Ainda que do conto se extraiam imediatamente noções da importância da previsão e da provisão, da poupança e do uso racional dos recursos, também dele podem-se colher importantes lições sobre a prevalência da vaidade sobre a razão, raiz maior do envenenamento espiritual e social que, pensemos bem, vem nos afundando cada dia mais numa crise de valores sem precedentes e que, não nos enganemos, ainda vai nos cobrar uma conta muito alta por nossa irresponsabilidade existencial. O jurista baiano Calmon de Passos usava uma expressão muito interessante para definir tipos cada dia mais comuns em nosso cotidiano: “um zero adornado”.
O vazio existencial que nos atinge precisa ser preenchido de qualquer forma e os recursos aparentemente mais capazes de fazê-lo são aqueles que vemos diante de nossos olhos, já possuídos ou possíveis de sê-lo: bens materiais e reconhecimento social. Os primeiros, num mundo cada dia mais abarrotado de gente a pretendê-los, existem em número menor que nossa pretensão, o que torna sua disputa desequilibrada, pautada pelo jogo sujo, pela truculência como forma e a desonestidade como bússola. Já o reconhecimento social, que em um ambiente equilibrado é consequência do progresso pessoal ou profissional de alguém, é buscado de forma artificial e paranoica, chegando-se ao cúmulo de pessoas mandando mensagens a outras pedindo para curtirem postagens em redes sociais ou outras publicações de seus feitos heroicos ou opiniões extraordinárias.

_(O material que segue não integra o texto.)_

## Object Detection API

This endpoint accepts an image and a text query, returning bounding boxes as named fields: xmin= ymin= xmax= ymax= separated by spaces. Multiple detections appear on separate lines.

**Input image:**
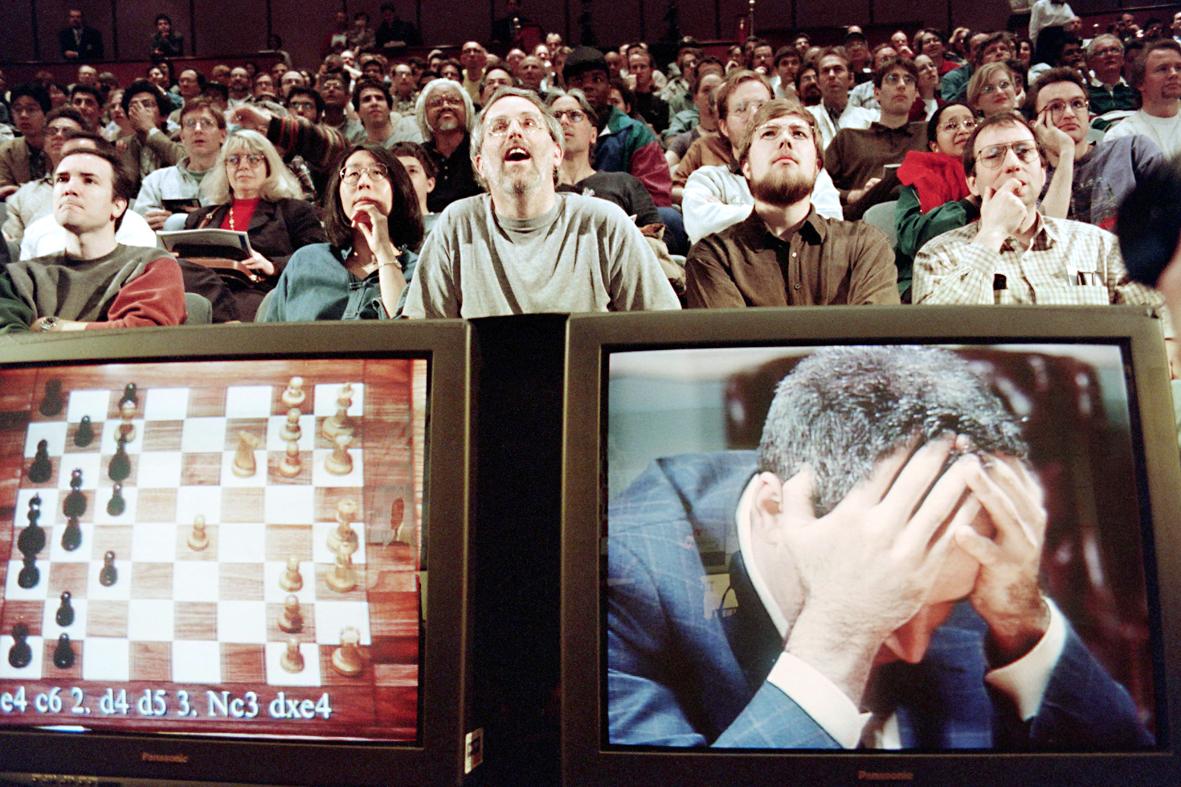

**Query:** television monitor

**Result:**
xmin=0 ymin=321 xmax=469 ymax=785
xmin=561 ymin=306 xmax=1181 ymax=785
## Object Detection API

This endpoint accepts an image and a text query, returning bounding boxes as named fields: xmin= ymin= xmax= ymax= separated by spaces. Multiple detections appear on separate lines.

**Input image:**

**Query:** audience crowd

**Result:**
xmin=0 ymin=6 xmax=1181 ymax=336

Os tais “15 minutos de fama” – que o artista Andy Warhol dizia ser direito de todo ser humano – são perseguidos a qualquer custo e o que mais se vê é gente querendo vender imagem do que não é, repetindo frases de literatura barata, fazendo pose de intelectual ou de grande liderança. O olhar para dentro de si, a serena reflexão sobre nossas limitações e a capacidade de compreender que somos parte minúscula de um grande sistema são características que nos fazem crescer na única medida que importa: a de caráter.